One of the most frequently asked questions I get in the precious metals industry is – which precious metal should I be investing in? I believe this is also a question that is constantly on the minds of investors who are new to precious metals. Well, I’m sorry to have to tell you that there is no right or wrong answer to this question however, as the saying goes, better the devil you know, than the devil you don’t. This saying applies to investments as well! It is definitely better for you to invest in a product that you are familiar with, than to invest in a product that you don’t understand at all, agree?

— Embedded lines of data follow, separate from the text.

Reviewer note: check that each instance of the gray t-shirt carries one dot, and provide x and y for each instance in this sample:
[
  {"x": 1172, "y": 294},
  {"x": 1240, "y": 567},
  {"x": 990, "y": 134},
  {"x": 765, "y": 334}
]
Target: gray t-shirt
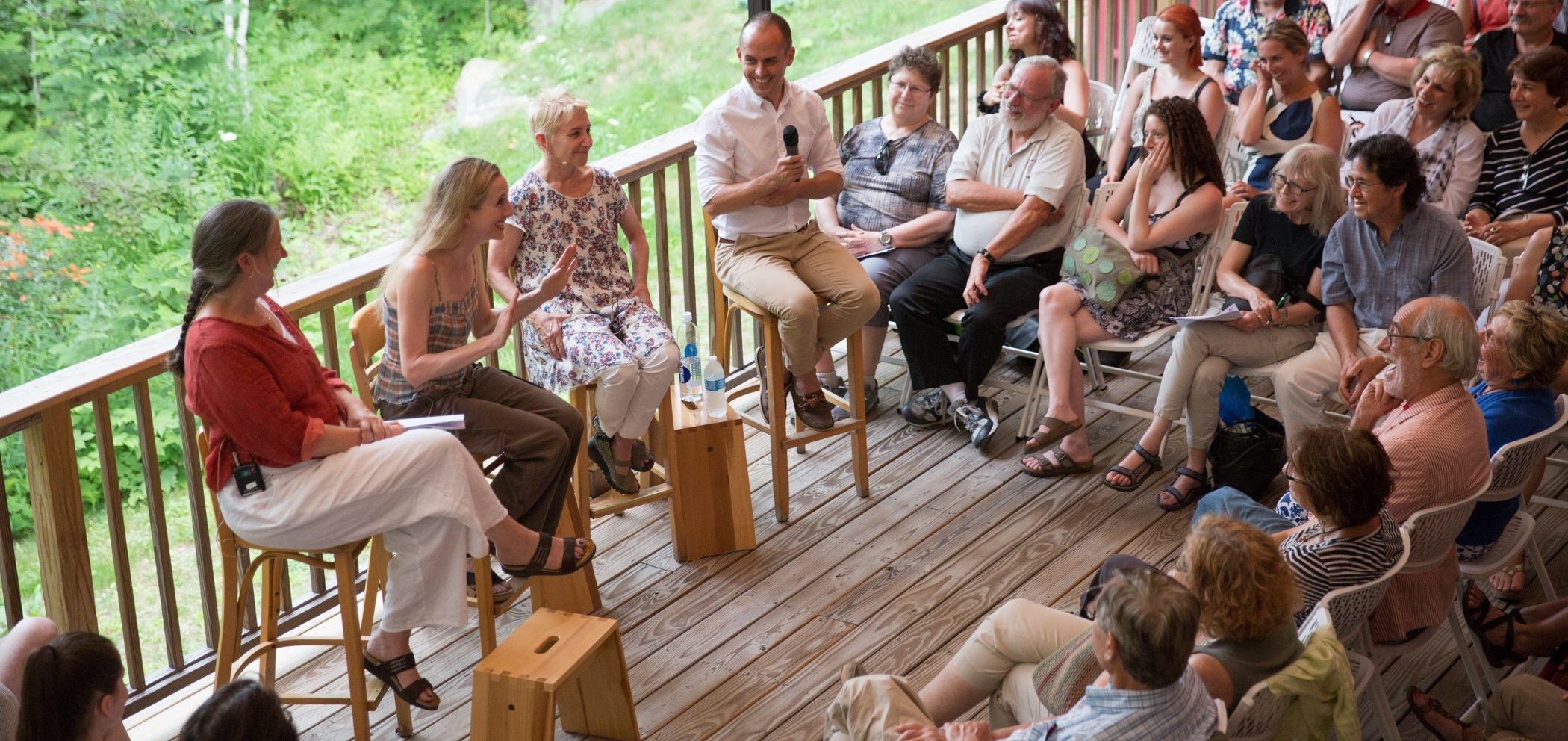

In Asia, I believe that Gold is a commodity that everyone is more familiar with, especially in Southeast Asian countries. Gold exists in many forms and commonly appear as physical jewellery, decorations, coins, bars, etc. It is also structured as financial instruments and derivatives such as stocks, futures, and Exchange-Traded Funds (ETFs) and is traded across major financial institutions and platforms.
If you are considering to invest into precious metals now, then I would recommend for you to start off by investing into Gold. It is not that other precious metals such as Silver, Platinum, or even Palladium and Rhodium are not good however, we should always consider two key points when we invest – Liquidity and Buy/Sell Spread. Personally, I think that investing in Gold is more beneficial for investors who are new to precious metals. Afterall, no one would want to invest in a product only to find out later that it is difficult to sell or that the market price cannot keep up with the spread of buying and selling, right? Well, Gold is the solution to these two problems. Goldsmiths, pawnshops or bullion dealers such as GSC will definitely buy your Gold(unless it has been obtained through illegal means or the refinery/mint of the Gold you bought is “blacklisted” internationally)! The buy/sell spread is about 2.20% for an investment grade Gold kilobar (1 KG). Judging from the performance of Gold prices in recent years, catching up with this 2.20% is not a difficult goal to achieve.
Of course, there is no absoluteness in everything, and there is no business in this world that makes only profit. While you can still hold on to Physical Gold till prices rise again and to your favour if you had bought coins or gold, you may face paper loss or in the worst-case scenario, have your account forcibly liquidated if you had bought Gold on margin and faced a volatile market with plummeting prices.
When you get more familiar with investing in Gold, you will gradually learn more about other precious metals and diversify your precious metals portfolio (portfolio diversification) by purchasing into them. As the performance of precious metals vary from metal to metal during different time periods with different market demand, we do not recommend that you invest all your excess funds into precious metals, which aligns to our belief of reasonable investing.